Drawing on rich narratives and primary source documents, Ortiz links racial segregation in the Southwest and the rise and violent fall of a powerful tradition of Mexican labor organizing in the twentieth century, to May 1, 2006, known as International Workers’ Day, when migrant laborers—Chicana/os, Afrocubanos, and immigrants from every continent on earth—united in resistance on the first “Day Without Immigrants.” As African American civil rights activists fought Jim Crow laws and Mexican labor organizers warred against the suffocating grip of capitalism, Black and Spanish-language newspapers, abolitionists, and Latin American revolutionaries coalesced around movements built between people from the United States and people from Central America and the Caribbean.

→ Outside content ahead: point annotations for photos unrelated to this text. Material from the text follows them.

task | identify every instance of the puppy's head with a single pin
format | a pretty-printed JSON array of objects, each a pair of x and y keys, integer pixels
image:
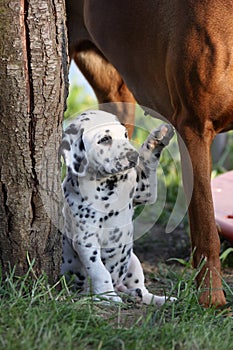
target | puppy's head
[{"x": 98, "y": 144}]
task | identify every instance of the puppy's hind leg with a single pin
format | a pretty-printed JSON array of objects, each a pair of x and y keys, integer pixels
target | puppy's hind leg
[{"x": 134, "y": 282}]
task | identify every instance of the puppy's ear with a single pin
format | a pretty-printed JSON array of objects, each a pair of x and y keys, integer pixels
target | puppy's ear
[{"x": 73, "y": 150}]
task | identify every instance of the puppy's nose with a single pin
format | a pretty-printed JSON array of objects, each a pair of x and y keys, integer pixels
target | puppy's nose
[{"x": 132, "y": 157}]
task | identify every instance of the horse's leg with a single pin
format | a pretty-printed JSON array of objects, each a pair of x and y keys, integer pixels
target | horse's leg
[
  {"x": 106, "y": 82},
  {"x": 204, "y": 235}
]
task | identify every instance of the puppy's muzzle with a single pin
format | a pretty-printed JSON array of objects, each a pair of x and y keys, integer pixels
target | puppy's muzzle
[{"x": 132, "y": 157}]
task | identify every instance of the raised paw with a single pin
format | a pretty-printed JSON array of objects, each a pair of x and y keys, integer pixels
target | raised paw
[
  {"x": 160, "y": 137},
  {"x": 108, "y": 297}
]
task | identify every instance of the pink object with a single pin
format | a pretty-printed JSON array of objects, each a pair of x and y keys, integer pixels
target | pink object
[{"x": 222, "y": 189}]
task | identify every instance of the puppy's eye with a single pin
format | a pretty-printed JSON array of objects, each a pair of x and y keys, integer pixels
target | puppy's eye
[{"x": 106, "y": 140}]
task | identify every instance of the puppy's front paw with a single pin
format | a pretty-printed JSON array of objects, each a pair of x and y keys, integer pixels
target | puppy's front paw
[{"x": 160, "y": 137}]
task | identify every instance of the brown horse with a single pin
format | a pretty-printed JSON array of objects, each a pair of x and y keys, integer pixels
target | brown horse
[{"x": 176, "y": 57}]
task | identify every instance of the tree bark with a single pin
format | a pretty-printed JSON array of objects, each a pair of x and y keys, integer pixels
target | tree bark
[{"x": 33, "y": 87}]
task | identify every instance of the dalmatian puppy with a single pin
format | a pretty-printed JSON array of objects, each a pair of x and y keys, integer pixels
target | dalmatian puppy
[{"x": 105, "y": 177}]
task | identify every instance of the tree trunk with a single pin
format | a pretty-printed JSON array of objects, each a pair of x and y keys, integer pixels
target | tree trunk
[{"x": 33, "y": 86}]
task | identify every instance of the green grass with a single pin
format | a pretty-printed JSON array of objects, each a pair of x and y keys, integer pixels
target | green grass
[{"x": 34, "y": 315}]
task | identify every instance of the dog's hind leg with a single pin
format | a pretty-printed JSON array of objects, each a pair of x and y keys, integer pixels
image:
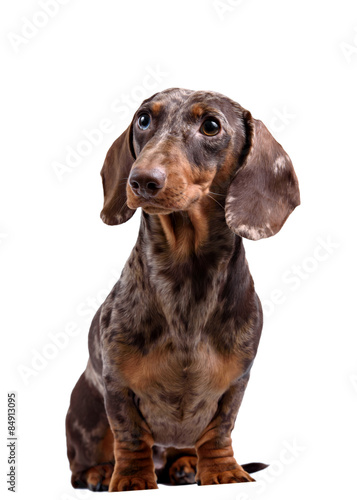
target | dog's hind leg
[{"x": 89, "y": 437}]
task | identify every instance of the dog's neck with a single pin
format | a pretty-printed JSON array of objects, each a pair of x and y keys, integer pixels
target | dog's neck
[{"x": 181, "y": 237}]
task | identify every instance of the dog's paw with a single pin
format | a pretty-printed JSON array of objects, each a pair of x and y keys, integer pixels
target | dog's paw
[
  {"x": 130, "y": 483},
  {"x": 237, "y": 475},
  {"x": 96, "y": 478},
  {"x": 183, "y": 470}
]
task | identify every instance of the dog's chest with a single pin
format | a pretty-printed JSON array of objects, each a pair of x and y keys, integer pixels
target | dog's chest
[{"x": 177, "y": 389}]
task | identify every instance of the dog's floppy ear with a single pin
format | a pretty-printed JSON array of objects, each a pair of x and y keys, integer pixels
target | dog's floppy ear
[
  {"x": 115, "y": 173},
  {"x": 265, "y": 189}
]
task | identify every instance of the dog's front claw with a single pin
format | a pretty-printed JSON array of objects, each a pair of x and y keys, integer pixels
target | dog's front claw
[{"x": 130, "y": 483}]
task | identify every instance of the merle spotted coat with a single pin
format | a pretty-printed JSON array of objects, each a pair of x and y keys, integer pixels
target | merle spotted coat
[{"x": 172, "y": 346}]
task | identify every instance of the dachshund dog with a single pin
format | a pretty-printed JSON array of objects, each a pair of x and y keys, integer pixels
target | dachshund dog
[{"x": 172, "y": 346}]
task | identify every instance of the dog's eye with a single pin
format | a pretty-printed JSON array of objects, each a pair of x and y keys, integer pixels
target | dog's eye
[
  {"x": 144, "y": 121},
  {"x": 210, "y": 126}
]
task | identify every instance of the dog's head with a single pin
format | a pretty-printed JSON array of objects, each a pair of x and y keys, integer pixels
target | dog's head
[{"x": 183, "y": 146}]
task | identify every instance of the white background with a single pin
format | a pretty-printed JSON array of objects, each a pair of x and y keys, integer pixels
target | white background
[{"x": 294, "y": 66}]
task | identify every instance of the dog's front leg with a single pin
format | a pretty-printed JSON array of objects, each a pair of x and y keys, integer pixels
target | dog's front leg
[
  {"x": 134, "y": 467},
  {"x": 216, "y": 463}
]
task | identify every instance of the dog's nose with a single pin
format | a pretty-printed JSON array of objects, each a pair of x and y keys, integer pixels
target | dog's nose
[{"x": 147, "y": 184}]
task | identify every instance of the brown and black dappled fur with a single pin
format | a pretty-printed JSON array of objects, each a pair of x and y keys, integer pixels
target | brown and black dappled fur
[{"x": 172, "y": 346}]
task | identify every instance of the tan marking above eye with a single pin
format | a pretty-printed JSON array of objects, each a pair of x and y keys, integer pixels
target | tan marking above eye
[
  {"x": 156, "y": 108},
  {"x": 197, "y": 110}
]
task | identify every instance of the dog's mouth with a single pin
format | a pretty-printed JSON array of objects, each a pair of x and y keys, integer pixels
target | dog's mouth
[{"x": 162, "y": 205}]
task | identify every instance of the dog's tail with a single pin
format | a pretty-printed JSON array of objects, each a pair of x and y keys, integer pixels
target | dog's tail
[{"x": 254, "y": 467}]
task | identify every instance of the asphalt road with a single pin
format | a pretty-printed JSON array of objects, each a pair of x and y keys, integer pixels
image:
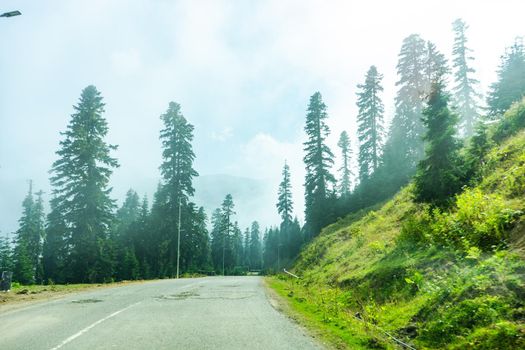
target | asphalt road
[{"x": 204, "y": 313}]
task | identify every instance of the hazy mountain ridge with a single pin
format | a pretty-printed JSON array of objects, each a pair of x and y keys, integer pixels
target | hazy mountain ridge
[{"x": 252, "y": 197}]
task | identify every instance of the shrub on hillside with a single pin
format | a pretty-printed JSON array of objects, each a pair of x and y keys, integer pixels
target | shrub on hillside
[
  {"x": 512, "y": 122},
  {"x": 479, "y": 220}
]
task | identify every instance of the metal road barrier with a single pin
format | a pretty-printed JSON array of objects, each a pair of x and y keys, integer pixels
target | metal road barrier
[{"x": 5, "y": 282}]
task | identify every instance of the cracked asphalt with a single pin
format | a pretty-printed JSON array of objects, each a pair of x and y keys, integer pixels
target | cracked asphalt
[{"x": 203, "y": 313}]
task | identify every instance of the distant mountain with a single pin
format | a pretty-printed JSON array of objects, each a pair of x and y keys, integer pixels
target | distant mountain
[{"x": 254, "y": 199}]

In stark contrast to the resurgence of “America First” rhetoric, Black and Latinx intellectuals and organizers today have historically urged the United States to build bridges of solidarity with the nations of the Americas.

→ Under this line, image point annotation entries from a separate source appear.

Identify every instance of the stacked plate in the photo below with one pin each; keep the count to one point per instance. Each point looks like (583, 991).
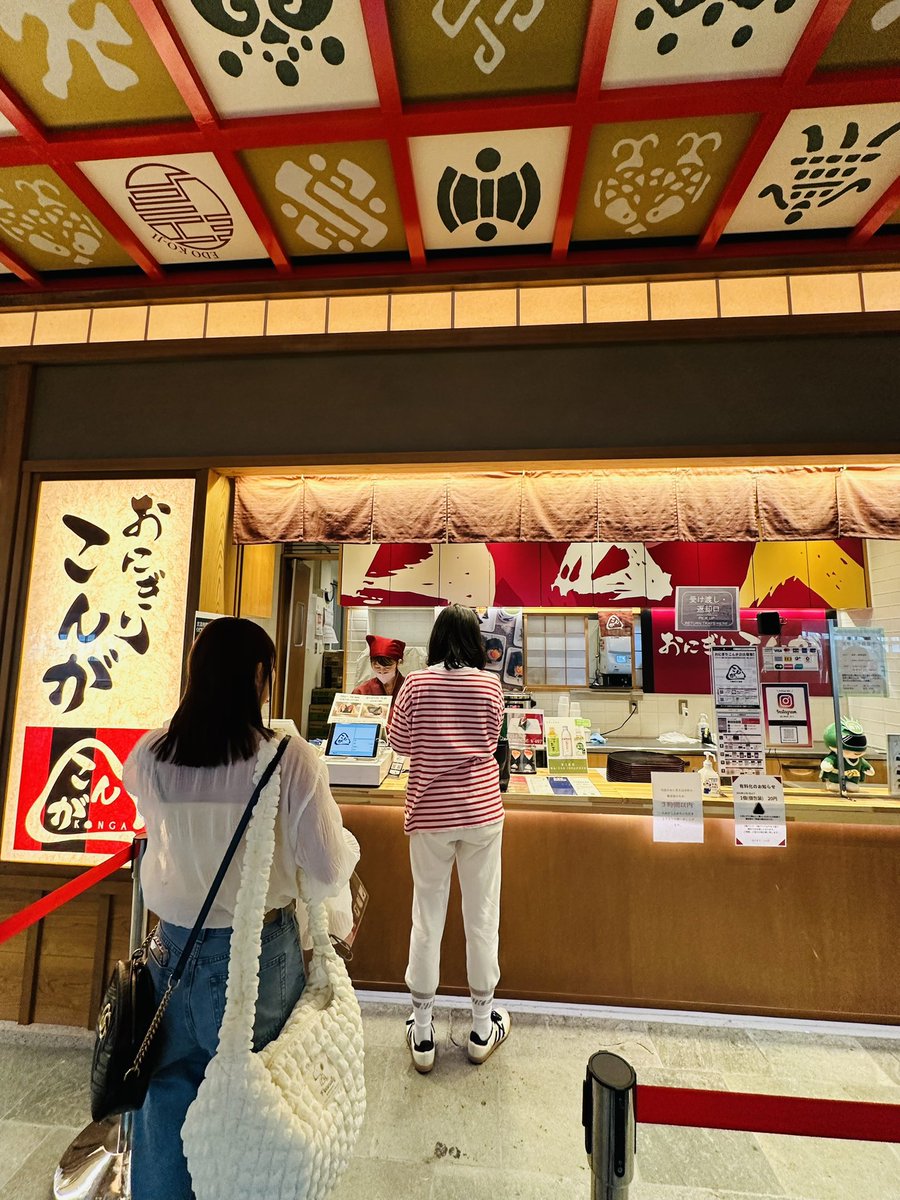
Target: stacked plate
(635, 766)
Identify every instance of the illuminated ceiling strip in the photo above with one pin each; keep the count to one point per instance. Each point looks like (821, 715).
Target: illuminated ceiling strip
(597, 45)
(168, 45)
(385, 71)
(810, 48)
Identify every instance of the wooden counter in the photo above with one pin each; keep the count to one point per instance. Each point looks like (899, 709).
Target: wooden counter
(594, 911)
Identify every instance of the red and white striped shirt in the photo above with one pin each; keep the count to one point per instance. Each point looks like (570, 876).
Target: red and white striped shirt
(448, 723)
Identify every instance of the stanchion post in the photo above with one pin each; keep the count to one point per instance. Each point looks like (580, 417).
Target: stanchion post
(136, 936)
(97, 1164)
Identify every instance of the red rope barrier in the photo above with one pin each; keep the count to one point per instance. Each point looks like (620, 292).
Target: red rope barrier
(856, 1120)
(48, 904)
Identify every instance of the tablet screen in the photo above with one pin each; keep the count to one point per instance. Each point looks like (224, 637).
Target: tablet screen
(353, 739)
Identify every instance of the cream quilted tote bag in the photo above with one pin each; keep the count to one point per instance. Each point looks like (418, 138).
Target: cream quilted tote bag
(281, 1123)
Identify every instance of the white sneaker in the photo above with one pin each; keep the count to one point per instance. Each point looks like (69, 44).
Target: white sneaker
(480, 1049)
(421, 1053)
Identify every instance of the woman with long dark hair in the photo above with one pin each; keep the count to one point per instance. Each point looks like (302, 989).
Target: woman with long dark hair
(448, 719)
(192, 780)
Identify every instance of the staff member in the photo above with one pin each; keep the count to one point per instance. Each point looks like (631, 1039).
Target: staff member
(384, 657)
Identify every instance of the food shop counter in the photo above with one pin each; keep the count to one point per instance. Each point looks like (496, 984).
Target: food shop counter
(595, 912)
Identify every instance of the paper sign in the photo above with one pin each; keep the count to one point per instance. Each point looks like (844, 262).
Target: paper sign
(862, 670)
(787, 714)
(894, 763)
(790, 658)
(736, 676)
(677, 807)
(739, 738)
(567, 749)
(352, 707)
(759, 811)
(707, 609)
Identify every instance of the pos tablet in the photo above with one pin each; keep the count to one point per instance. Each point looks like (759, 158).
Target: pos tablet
(353, 739)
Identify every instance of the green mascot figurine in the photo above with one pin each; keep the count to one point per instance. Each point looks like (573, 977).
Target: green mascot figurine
(856, 767)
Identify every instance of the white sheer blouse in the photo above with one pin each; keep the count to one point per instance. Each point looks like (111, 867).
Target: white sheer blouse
(192, 811)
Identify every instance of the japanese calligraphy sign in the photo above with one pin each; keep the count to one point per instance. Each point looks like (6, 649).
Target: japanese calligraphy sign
(707, 609)
(101, 660)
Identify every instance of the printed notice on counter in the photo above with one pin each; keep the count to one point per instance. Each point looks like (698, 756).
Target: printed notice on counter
(707, 609)
(759, 811)
(677, 807)
(787, 714)
(525, 727)
(567, 747)
(736, 676)
(741, 742)
(894, 763)
(790, 658)
(862, 669)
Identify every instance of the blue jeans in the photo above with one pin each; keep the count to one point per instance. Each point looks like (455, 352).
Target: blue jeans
(189, 1036)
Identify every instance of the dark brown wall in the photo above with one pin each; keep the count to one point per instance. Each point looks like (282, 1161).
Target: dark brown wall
(791, 393)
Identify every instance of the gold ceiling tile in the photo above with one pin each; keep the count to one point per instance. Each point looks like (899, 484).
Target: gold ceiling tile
(657, 179)
(331, 199)
(79, 63)
(487, 47)
(868, 36)
(49, 227)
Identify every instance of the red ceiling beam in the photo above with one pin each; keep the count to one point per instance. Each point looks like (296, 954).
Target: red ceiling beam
(881, 211)
(161, 30)
(385, 72)
(807, 53)
(167, 41)
(597, 43)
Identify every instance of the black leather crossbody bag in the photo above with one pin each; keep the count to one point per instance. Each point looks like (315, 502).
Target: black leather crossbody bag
(130, 1017)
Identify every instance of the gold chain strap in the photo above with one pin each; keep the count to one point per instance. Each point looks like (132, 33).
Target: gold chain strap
(135, 1069)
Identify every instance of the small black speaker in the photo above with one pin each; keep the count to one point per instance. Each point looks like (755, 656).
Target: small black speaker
(768, 623)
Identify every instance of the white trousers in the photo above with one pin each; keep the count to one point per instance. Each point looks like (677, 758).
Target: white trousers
(477, 853)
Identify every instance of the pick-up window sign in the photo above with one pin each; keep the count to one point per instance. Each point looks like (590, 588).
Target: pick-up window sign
(707, 609)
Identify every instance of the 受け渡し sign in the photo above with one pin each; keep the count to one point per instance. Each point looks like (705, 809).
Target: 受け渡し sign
(101, 660)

Incisive and timely, this bottom-up history, told from the interconnected vantage points of Latinx and African Americans, reveals the radically different ways that people of the diaspora have addressed issues still plaguing the United States today, and it offers a way forward in the continued struggle for universal civil rights.

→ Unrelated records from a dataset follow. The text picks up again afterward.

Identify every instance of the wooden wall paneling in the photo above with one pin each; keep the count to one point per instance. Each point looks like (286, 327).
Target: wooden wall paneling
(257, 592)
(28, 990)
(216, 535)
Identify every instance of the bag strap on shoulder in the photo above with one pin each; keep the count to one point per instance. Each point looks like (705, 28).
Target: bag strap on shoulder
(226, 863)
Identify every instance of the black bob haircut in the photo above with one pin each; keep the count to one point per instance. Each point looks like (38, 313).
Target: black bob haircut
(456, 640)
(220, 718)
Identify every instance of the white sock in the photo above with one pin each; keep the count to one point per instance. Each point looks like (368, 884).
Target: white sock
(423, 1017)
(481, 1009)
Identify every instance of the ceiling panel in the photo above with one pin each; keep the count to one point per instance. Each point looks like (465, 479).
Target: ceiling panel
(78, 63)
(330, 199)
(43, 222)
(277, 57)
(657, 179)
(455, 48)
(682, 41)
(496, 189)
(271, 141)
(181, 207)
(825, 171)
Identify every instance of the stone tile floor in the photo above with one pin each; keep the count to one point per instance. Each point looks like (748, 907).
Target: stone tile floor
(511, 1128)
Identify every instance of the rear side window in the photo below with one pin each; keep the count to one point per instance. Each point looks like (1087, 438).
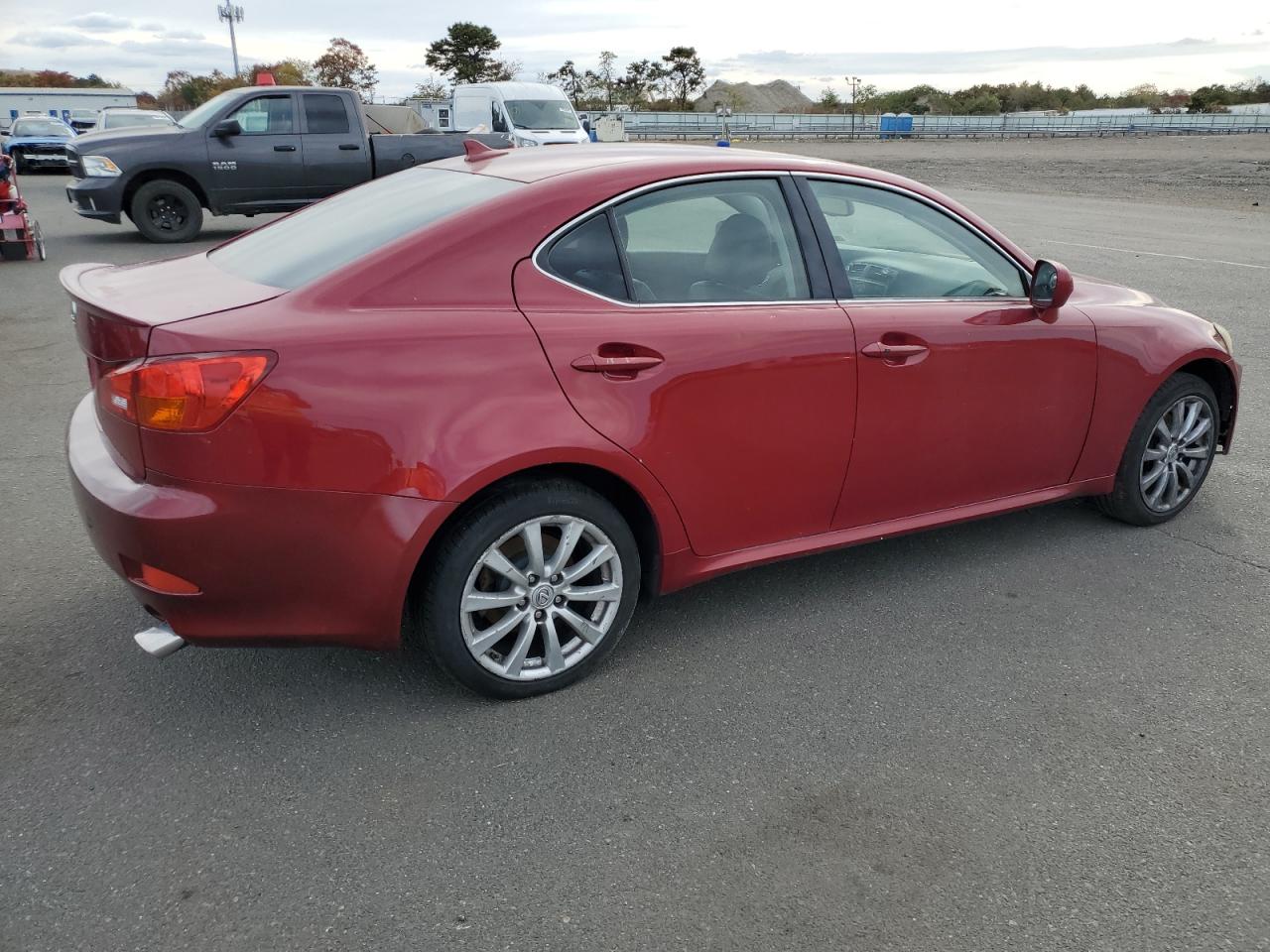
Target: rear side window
(587, 257)
(724, 241)
(266, 116)
(325, 113)
(314, 241)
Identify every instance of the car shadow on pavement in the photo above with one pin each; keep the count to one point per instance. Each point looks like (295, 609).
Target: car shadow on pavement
(735, 616)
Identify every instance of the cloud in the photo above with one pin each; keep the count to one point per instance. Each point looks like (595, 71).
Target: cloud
(194, 50)
(960, 61)
(99, 22)
(56, 40)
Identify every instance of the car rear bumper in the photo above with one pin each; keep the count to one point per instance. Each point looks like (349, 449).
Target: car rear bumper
(271, 565)
(96, 198)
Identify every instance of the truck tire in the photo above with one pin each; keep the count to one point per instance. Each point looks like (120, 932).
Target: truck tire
(167, 212)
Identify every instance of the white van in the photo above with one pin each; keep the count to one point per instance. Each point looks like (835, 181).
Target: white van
(532, 113)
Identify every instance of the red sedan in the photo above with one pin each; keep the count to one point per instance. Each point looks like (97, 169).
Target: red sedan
(499, 398)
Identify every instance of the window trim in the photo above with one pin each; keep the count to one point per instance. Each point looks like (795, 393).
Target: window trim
(838, 273)
(295, 116)
(603, 207)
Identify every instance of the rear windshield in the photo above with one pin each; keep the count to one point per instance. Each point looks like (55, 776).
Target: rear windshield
(317, 240)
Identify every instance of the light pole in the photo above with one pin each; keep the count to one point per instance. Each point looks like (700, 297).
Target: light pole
(853, 81)
(231, 14)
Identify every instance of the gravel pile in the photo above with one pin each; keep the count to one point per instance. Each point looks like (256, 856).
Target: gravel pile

2018 Winner of the PEN Oakland/Josephine Miles Literary Award


3. The Heartbeat of Wounded Knee: Native America from 1890 to the Present by David Treuer

Finalist for the 2019 National Book Award.
 
Longlisted for the 2020 Andrew Carnegie Medal for Excellence
 
A New York Times Bestseller
 
Named the best book of 2019 by The New York Times, TIME, The Washington Post, NPR, Hudson Booksellers, The New York Public Library, The Dallas Morning News, and Library Journal.
 
"Chapter after chapter, it's like one shattered myth after another." - NPR
 
"An informed, moving, and kaleidoscopic portrait... Treuer's powerful book suggests the need for soul-searching about the meanings of American history and the stories we tell ourselves about this nation's past.." - New York Times Book Review, front page
 
A sweeping history—and counter-narrative—of Native American life from the Wounded Knee massacre to the present.
 
The received idea of Native American history—as promulgated by books like Dee Brown's mega-bestselling 1970 Bury My Heart at Wounded Knee—has been that American Indian history essentially ended with the 1890 massacre at Wounded Knee. Not only did one hundred fifty Sioux die at the hands of the U. S. Cavalry, the sense was, but Native civilization did as well.
 
Growing up Ojibwe on a reservation in Minnesota, training as an anthropologist, and researching Native life past and present for his nonfiction and novels, David Treuer has uncovered a different narrative. Because they did not disappear—and not despite but rather because of their intense struggles to preserve their language, their traditions, their families, and their very existence—the story of American Indians since the end of the nineteenth century to the present is one of unprecedented resourcefulness and reinvention.
 
In The Heartbeat of Wounded Knee, Treuer melds history with reportage and memoir. Tracing the tribes' distinctive cultures from the first contact, he explores how the depredations of each era spawned new modes of survival. The devastating seizures of land gave rise to increasingly sophisticated legal and political maneuvering that put the lie to the myth that Indians don't know or care about the property. The forced assimilation of their children at government-run boarding schools incubated a unifying Native identity. Conscription in the US military and the pull of urban life brought Indians into the mainstream and modern times, even as it steered the emerging shape of self-rule and spawned a new generation of resistance. The Heartbeat of Wounded Knee is the essential, intimate story of a resilient people in a transformative era.